Sodium Nitrate toxicity
CLINICAL CASE
A phone call is recieved from a high school in the ambulance coordination center, the
caller tels the coordinator that one of the students have eaten a sponfull of salt and has
lost conscience for a short period of time.
When the ambulance arrives to the high schools finds a fifteen year old patient, without
any personal history of illnesses, alergic to acarous and to dogs epitelious without any
pharmacological alergy, with an aproximate weight of 65 Kgs, with correct vaccine
calnedar.
He has accidentally taken sodium nitrate from the laboratory of the school center,
confuing it with salt.
After having ingested the substance, it presents a syncopal episode that recovers
spontaneusly, followed by cyanosis, firstly peripheral and then central, maintaining
oxygen saurations around 85% with suplementary oxygen of 100%. He is transferred to
the nearest hospital (Hospital Comarcal del Vendrell) where a blood test is made,
finding a methemoglobinemia of 57.9%, without gasometric alterations with 100%
suplementary O2: pH 7.42, pCO2 11 pO2 100 HCO3 24 Sat O2 96 %. LDH 390, CPK
248. Rest of biochemistry is normal, so is blood count and coagulation.
The patient maintains correct blood pressures and a normal level of consciousness with
a GCS of 15, with no exploratory findings except cyanosis. He does not present
tachypnea, use of accesory muscles or respiratory work. Hear rate is 110, respiratory
rate 16.
Treatment with blue methylene (70 mg) is initiated, given the lack of resources for the
subsequent follow-up, the patient is transfer is decided to the intermediate care unit of
the referral hospital (Joan XXIII, Tarragona). O2 saturation is around 85% with
suplementary 100% O2.
During the transfer, the patient remains hemodynamically stable. Upon arrival at the
receiving hospital, the methemoglobin level has decreased to 19%, with a HR of 108
(sinus tachycardia) and an O2 saturation of 87% with a inspirated O2 fraction of 100%
SODIUM NITRATE INTOXICATION
Introduction:
Qhemical definition of nitrates
The anion is the conjugate base of nitric acid, consisting of one central nitrogen atom
surrounded by three identically bonded oxygen atoms in a trigonal planar arrangement.

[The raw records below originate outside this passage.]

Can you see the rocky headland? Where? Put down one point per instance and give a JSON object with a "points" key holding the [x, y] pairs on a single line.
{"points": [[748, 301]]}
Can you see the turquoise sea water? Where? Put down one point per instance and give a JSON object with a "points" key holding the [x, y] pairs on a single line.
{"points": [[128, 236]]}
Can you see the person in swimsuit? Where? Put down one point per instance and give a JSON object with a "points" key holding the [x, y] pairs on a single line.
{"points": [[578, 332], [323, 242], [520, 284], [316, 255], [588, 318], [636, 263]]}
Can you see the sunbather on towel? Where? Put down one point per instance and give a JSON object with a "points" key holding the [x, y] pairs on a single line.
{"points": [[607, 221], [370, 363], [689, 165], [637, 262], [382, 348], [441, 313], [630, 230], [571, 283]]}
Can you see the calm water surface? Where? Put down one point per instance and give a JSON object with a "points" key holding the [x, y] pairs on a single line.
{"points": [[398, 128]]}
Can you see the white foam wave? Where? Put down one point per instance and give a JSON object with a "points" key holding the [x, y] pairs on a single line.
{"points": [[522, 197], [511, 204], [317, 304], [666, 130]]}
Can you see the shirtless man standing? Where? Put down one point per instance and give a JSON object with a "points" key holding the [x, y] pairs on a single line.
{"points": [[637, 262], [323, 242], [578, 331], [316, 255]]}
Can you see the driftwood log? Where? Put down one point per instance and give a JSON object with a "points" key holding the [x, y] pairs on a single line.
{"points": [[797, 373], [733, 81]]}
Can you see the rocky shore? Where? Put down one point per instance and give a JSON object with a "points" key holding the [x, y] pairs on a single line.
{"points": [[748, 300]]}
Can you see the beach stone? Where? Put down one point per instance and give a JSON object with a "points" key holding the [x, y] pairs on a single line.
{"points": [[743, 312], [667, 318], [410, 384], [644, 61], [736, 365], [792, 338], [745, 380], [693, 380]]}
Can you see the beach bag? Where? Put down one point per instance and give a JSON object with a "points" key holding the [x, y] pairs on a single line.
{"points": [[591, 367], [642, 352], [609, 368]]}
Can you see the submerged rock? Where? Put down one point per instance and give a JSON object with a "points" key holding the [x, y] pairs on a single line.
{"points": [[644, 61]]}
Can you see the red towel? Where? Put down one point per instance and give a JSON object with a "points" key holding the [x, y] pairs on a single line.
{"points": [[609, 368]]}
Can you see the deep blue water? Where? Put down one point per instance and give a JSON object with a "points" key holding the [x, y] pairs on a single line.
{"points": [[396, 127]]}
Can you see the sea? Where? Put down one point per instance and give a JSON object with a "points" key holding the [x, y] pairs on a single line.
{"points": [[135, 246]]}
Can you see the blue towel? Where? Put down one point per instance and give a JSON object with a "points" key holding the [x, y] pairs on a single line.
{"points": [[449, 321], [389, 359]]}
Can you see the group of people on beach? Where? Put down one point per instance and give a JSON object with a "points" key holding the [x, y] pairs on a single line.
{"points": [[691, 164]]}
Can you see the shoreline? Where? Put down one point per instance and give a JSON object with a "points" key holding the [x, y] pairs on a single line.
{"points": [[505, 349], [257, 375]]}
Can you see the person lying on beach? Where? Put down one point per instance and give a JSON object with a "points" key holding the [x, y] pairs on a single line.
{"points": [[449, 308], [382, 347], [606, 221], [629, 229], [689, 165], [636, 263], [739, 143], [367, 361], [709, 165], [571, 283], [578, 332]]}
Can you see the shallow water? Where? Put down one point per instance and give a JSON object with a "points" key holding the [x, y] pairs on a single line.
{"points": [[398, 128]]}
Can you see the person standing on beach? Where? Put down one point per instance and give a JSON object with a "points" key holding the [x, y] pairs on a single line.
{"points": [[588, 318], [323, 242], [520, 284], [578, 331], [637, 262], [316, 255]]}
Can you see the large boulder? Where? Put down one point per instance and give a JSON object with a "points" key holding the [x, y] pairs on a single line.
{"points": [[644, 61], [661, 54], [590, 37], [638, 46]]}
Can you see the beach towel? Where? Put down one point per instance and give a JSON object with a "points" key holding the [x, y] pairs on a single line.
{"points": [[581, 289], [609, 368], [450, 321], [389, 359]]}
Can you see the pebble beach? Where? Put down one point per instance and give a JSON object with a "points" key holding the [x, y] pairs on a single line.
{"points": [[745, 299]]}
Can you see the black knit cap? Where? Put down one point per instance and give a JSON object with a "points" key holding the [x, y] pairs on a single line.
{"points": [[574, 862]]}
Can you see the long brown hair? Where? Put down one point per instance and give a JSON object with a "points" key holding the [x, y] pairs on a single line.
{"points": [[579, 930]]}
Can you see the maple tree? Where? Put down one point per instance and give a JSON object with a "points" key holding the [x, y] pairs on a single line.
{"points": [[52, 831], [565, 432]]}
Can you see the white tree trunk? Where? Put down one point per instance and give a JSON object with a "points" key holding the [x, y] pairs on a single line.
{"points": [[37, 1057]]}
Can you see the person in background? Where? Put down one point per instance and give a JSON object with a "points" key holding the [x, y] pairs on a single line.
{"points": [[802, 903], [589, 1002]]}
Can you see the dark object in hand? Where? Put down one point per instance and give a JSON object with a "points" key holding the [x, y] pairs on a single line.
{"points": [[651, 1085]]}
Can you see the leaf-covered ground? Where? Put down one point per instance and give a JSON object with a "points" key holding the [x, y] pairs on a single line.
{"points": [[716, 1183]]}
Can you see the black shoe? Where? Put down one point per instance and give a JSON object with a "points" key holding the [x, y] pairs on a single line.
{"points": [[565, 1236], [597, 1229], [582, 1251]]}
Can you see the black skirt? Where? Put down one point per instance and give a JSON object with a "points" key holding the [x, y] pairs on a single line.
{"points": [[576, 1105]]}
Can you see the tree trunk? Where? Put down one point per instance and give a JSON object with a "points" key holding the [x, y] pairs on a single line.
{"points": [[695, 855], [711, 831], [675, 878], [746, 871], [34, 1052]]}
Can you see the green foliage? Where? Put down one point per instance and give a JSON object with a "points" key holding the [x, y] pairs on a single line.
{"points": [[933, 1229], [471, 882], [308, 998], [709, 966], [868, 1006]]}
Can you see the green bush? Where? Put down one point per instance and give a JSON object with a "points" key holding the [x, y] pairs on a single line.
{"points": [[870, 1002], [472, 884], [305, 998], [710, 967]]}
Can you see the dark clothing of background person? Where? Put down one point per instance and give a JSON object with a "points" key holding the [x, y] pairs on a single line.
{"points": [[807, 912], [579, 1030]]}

The nitrate ion carries a formal charge of −1. This results from a combination formal
charge in which each of the three oxygens carries a − 2⁄3 charge, whereas the nitrogen
carries a +1 charge, all these adding up to formal charge of the polyatomic nitrate ion.

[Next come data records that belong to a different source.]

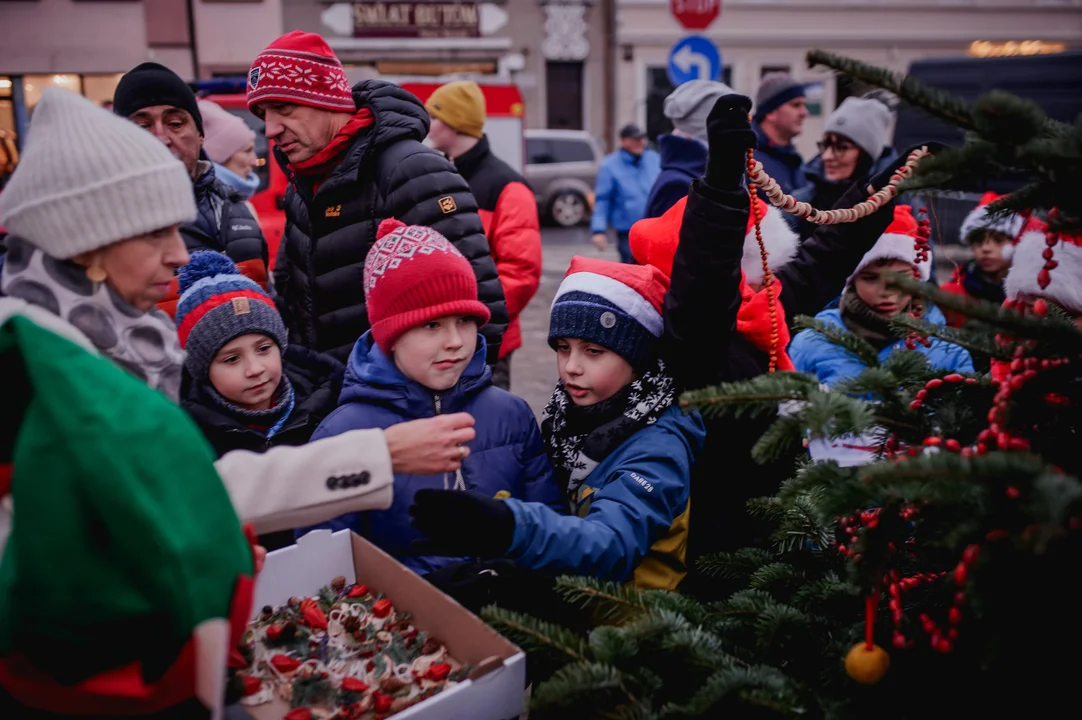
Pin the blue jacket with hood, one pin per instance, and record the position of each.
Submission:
(632, 511)
(683, 159)
(507, 456)
(813, 353)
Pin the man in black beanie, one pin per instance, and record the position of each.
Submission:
(157, 100)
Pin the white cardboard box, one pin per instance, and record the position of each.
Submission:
(496, 689)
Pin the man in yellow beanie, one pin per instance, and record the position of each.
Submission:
(505, 204)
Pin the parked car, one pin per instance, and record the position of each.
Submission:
(561, 167)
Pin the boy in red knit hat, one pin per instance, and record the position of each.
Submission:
(422, 357)
(622, 449)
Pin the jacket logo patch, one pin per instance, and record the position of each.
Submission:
(642, 481)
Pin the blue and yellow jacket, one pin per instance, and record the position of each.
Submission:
(632, 511)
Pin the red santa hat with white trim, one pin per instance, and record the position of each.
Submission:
(1046, 265)
(614, 304)
(979, 219)
(898, 241)
(654, 240)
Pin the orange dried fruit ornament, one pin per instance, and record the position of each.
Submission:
(867, 665)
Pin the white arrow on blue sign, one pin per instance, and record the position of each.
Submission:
(694, 57)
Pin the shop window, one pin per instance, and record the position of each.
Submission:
(564, 95)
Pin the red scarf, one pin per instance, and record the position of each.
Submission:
(321, 164)
(753, 322)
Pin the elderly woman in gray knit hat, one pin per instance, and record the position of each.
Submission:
(93, 211)
(683, 151)
(854, 146)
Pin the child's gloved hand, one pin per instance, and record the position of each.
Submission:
(729, 135)
(462, 523)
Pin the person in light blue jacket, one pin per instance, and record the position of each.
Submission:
(866, 308)
(621, 448)
(621, 190)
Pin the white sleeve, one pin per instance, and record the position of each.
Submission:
(288, 487)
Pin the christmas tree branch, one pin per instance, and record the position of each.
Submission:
(535, 633)
(839, 336)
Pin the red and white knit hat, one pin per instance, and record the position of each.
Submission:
(898, 241)
(300, 67)
(654, 240)
(614, 304)
(412, 275)
(978, 219)
(1063, 282)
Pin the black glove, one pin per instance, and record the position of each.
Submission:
(882, 178)
(462, 523)
(729, 135)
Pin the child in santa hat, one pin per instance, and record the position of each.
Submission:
(990, 238)
(622, 449)
(422, 357)
(867, 306)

This arrangement is commonly used as an example of resonance. Like the isoelectronic
carbonate ion, the nitrate ion can be represented by resonance structures:
Almost all inorganic nitrate salts are soluble in water at standard temperature and
pressure. A common example of an inorganic nitrate salt is potassium nitrate (saltpeter).
A rich source of inorganic nitrate in the human body comes from diets rich in leafy
green foods, such as spinach and arugula. NO3- (inorganic nitrate) is the viable active
component within beetroot juice and other vegetables.

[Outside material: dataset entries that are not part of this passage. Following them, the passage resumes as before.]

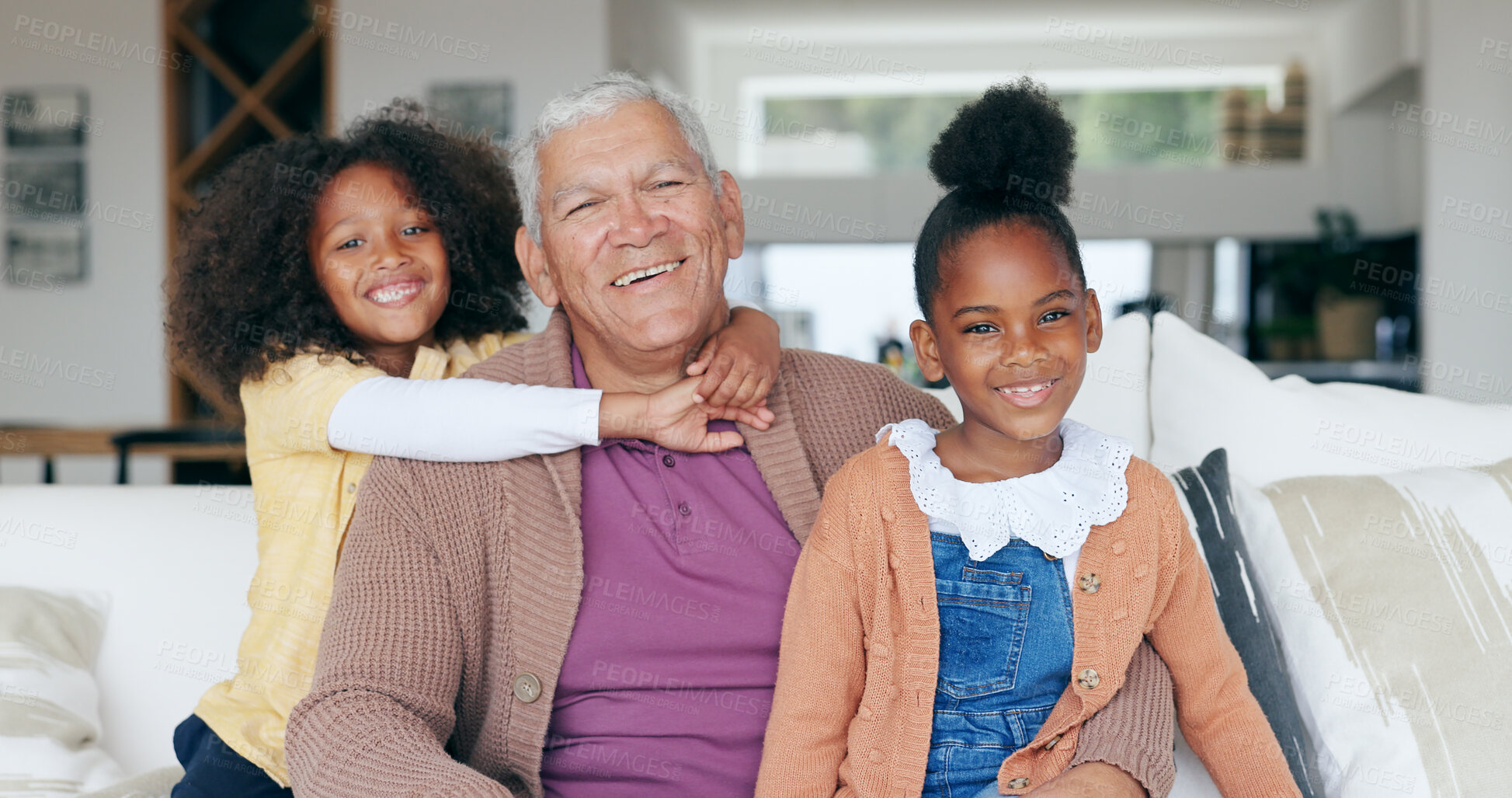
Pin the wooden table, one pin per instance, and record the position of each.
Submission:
(54, 441)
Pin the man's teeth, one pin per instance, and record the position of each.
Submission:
(652, 271)
(1027, 389)
(394, 293)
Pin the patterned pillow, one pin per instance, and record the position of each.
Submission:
(49, 700)
(1393, 603)
(1204, 493)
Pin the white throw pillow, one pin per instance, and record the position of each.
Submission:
(1204, 396)
(1392, 594)
(1114, 396)
(49, 700)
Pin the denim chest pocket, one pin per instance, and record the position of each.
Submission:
(983, 617)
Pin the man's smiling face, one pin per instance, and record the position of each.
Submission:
(634, 238)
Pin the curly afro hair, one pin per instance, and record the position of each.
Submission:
(1004, 159)
(242, 293)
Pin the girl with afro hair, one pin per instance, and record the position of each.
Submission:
(970, 597)
(330, 285)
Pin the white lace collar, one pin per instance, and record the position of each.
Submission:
(1051, 509)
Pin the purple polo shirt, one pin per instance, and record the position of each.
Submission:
(670, 670)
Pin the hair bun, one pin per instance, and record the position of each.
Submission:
(1012, 140)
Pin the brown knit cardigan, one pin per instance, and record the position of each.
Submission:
(860, 643)
(460, 582)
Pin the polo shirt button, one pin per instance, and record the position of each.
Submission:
(527, 688)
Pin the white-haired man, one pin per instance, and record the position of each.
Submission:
(605, 621)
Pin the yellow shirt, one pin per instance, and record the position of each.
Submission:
(304, 493)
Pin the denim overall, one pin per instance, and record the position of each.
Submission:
(1006, 649)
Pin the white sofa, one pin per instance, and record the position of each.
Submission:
(176, 562)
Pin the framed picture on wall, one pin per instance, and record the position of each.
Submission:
(474, 111)
(54, 250)
(46, 117)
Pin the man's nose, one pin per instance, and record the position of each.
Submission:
(637, 225)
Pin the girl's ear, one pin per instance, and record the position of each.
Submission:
(1093, 322)
(926, 350)
(533, 263)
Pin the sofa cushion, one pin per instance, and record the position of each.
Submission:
(1204, 396)
(1393, 601)
(49, 700)
(1207, 502)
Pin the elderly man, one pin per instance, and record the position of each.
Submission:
(605, 621)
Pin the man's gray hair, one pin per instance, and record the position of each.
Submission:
(596, 100)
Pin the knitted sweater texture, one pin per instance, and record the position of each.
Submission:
(458, 587)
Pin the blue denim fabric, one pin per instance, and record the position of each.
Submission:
(1006, 649)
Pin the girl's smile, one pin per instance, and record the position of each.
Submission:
(1012, 327)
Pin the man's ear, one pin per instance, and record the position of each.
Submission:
(732, 214)
(926, 350)
(533, 263)
(1093, 322)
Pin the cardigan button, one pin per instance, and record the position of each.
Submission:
(527, 688)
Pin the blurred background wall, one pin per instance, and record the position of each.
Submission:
(1211, 135)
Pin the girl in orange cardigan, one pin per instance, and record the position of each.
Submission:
(968, 598)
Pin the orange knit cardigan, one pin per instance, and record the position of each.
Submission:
(855, 695)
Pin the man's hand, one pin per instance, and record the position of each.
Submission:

Epidemiololgy and toxicity of sodium nitrate
Sodium nitrate is an inorganic product, the salt resulted from nitric acid, used as
microbicide, rodenticide and fertilizer. [1]
Nitrates are mainly produced for use as fertilizers in agriculture because of their high
solubility and biodegradability. The main nitrate fertilizers are ammonium, sodium,
potassium, and calcium salts. Several million kilograms are produced annually for this
purpose.[2]
The second major application of nitrates is as oxidizing agents, most notably in
explosives where the rapid oxidation of carbon compounds liberates large volumes of
gases (see Gunpowder for an example). Sodium nitrate is used to remove air bubbles
from molten glass and some ceramics. Mixtures of the molten salt are used to harden
some metals.
Toxicity
PAN (Pesticide Action Network) clasifies its toxicity as class I. Pesticide Action
Network (PAN) Bad Actor PesticidesIn order to identify a "most toxic" set of
pesticides,Pesticide Action Network (PAN) and Californians for Pesticide Reform
(CPR) created the term PAN Bad Actor pesticides. [2]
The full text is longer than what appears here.